Весьма почтенного возраста монахиня в небольших, сползших на кончик носа очках и с маргаритками в руке, неспешно приблизилась к несчастной и погладила ее по щеке. — Успокойся, дочь моя! Никто ничего у тебя не отнимет.

Лицо женщины закрывали пряди всклокоченных волос, поэтому внезапная перемена настроения осталась незаметной для окружающих. Она вдруг быстро убрала в прорезь платья медальон и жадно взяла протянутые ей маргаритки. Жест монахини явно подействовал на больную успокаивающе, и она принялась было нежно гладить лепестки. Но внезапно к ней вернулась какая-то мысль, и она простонала:

— Мой ребенок… Мой ребенок… Мой ребенок…

— Сестра Женевьева, нам пора! — сказала одна из санитарок и подтолкнула женщину вперед. От толчка букетик выпал из ее рук и упал прямо под ноги второй санитарке, которая тут же на него наступила.

Больная упиралась, и ее силой заставляли идти. Перед тем как скрыться в лабиринте коридоров, она с тоской обернулась на смотревшую ей вслед добрую монахиню.
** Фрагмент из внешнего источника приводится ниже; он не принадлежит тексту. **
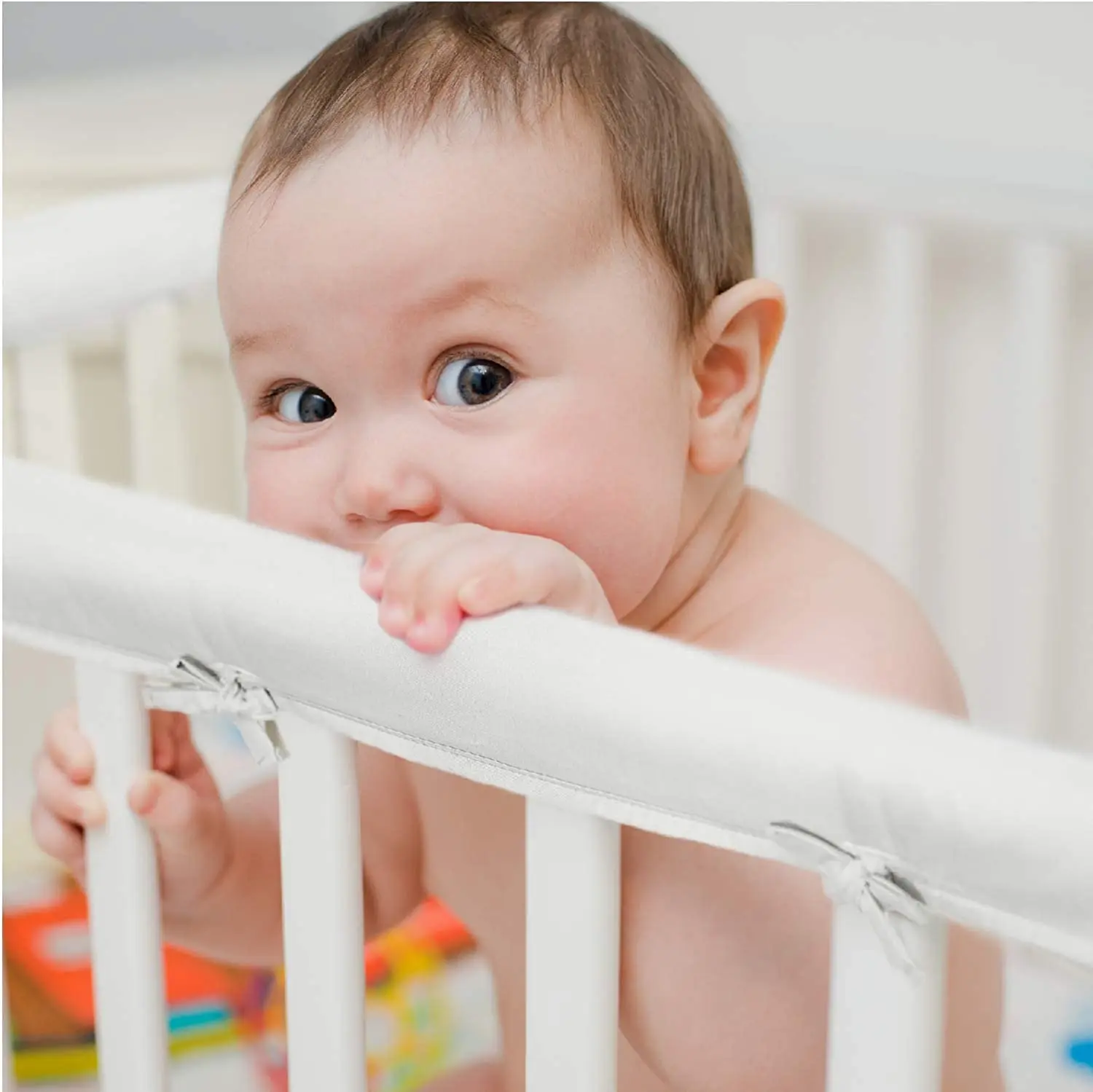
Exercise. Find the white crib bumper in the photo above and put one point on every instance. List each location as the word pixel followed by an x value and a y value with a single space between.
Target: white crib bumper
pixel 994 832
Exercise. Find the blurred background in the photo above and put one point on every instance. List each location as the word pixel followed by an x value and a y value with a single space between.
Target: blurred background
pixel 922 178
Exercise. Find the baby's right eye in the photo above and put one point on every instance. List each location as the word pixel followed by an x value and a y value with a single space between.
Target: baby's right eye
pixel 302 404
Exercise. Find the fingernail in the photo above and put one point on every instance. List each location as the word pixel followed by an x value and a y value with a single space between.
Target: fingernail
pixel 92 809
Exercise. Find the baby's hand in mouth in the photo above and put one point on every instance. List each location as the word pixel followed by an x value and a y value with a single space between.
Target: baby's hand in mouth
pixel 428 578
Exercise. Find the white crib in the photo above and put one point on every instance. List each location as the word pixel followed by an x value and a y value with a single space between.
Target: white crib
pixel 748 748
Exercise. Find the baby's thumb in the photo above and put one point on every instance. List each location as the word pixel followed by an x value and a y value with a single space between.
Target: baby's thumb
pixel 179 819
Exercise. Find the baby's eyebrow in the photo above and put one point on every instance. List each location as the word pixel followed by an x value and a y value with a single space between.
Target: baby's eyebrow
pixel 467 291
pixel 262 339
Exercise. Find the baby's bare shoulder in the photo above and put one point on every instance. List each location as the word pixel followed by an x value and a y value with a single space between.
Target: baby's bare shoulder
pixel 821 608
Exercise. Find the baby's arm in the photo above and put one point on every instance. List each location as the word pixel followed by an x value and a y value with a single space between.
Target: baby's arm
pixel 219 862
pixel 240 919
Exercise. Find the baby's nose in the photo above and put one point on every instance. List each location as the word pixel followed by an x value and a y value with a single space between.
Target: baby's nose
pixel 385 492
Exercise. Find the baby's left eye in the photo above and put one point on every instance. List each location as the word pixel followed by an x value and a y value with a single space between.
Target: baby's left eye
pixel 471 380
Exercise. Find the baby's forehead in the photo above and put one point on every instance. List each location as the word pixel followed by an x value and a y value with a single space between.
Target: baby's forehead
pixel 459 201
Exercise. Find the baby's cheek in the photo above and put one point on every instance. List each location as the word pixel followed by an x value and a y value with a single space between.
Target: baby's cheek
pixel 277 498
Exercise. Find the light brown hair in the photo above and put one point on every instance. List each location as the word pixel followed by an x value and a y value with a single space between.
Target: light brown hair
pixel 678 181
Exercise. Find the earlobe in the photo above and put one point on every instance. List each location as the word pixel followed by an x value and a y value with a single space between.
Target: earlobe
pixel 738 337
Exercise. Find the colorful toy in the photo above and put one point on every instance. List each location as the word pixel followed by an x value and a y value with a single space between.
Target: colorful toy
pixel 413 1028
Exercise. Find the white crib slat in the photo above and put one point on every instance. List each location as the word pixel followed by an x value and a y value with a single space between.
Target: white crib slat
pixel 893 404
pixel 323 899
pixel 1025 558
pixel 11 445
pixel 157 421
pixel 122 892
pixel 9 1069
pixel 885 1026
pixel 47 406
pixel 773 461
pixel 572 950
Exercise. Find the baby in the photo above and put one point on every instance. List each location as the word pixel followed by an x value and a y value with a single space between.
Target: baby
pixel 487 279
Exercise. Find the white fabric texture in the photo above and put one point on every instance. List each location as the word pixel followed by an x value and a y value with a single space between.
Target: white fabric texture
pixel 992 832
pixel 92 259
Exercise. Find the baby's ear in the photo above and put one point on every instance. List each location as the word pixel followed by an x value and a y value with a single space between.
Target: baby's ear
pixel 732 347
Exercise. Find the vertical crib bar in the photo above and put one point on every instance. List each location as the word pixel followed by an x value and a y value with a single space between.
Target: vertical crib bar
pixel 47 406
pixel 9 1069
pixel 885 1024
pixel 11 430
pixel 323 895
pixel 122 891
pixel 1025 556
pixel 773 463
pixel 894 401
pixel 572 950
pixel 157 419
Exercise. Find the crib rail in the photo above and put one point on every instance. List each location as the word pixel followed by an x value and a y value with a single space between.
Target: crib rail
pixel 942 326
pixel 718 757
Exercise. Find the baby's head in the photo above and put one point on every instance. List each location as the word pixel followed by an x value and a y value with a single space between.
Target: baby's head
pixel 491 264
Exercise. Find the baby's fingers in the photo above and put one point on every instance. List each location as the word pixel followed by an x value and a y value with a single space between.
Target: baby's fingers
pixel 69 748
pixel 63 841
pixel 70 803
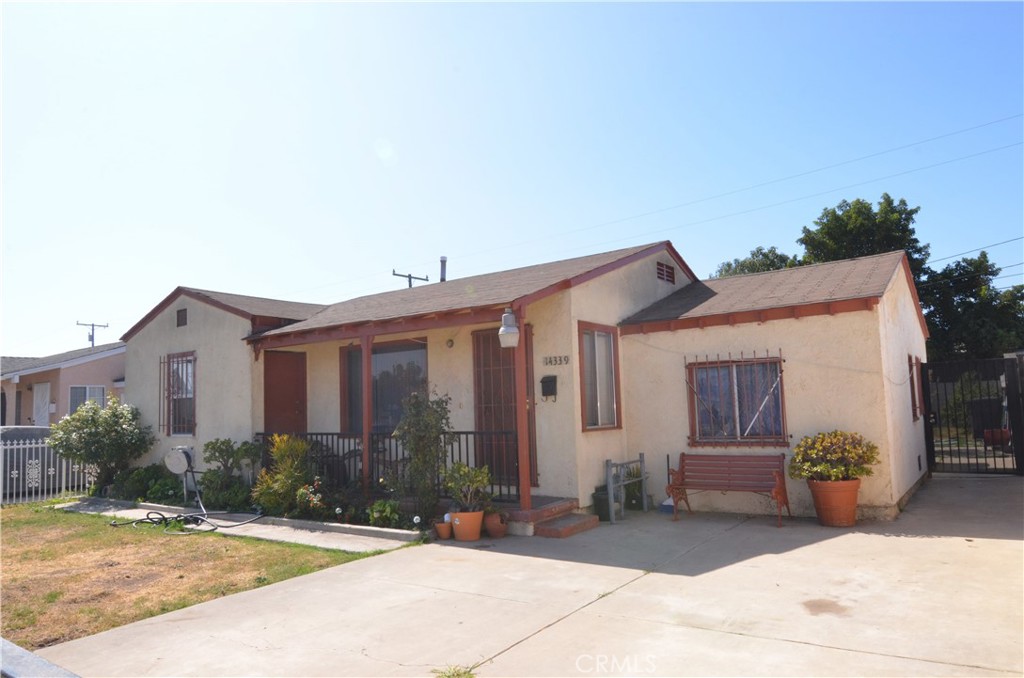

— Кто такая? — поинтересовался у своего напарника привратник.

— А Бог ее знает! Говорят, память потеряла.

— А кто говорит? — переспросил первый с алчным блеском в глазах.

— Та дама, которая доставила ее сюда, — качнул головой второй в сторону стоявшей неподалеку кареты и подбросил в воздух блестящую золотую монету.

В момент, когда с грохотом захлопнулись ворота главного входа, сидевшая в карете рыжеволосая дама со шрамом приказала кучеру трогать.

Сальпетриер был больницей строгого содержания для умалишенных, припадочных, калек, проституток, пьянчужек, попрошаек и просто нежелательных элементов из числа представительниц прекрасного пола.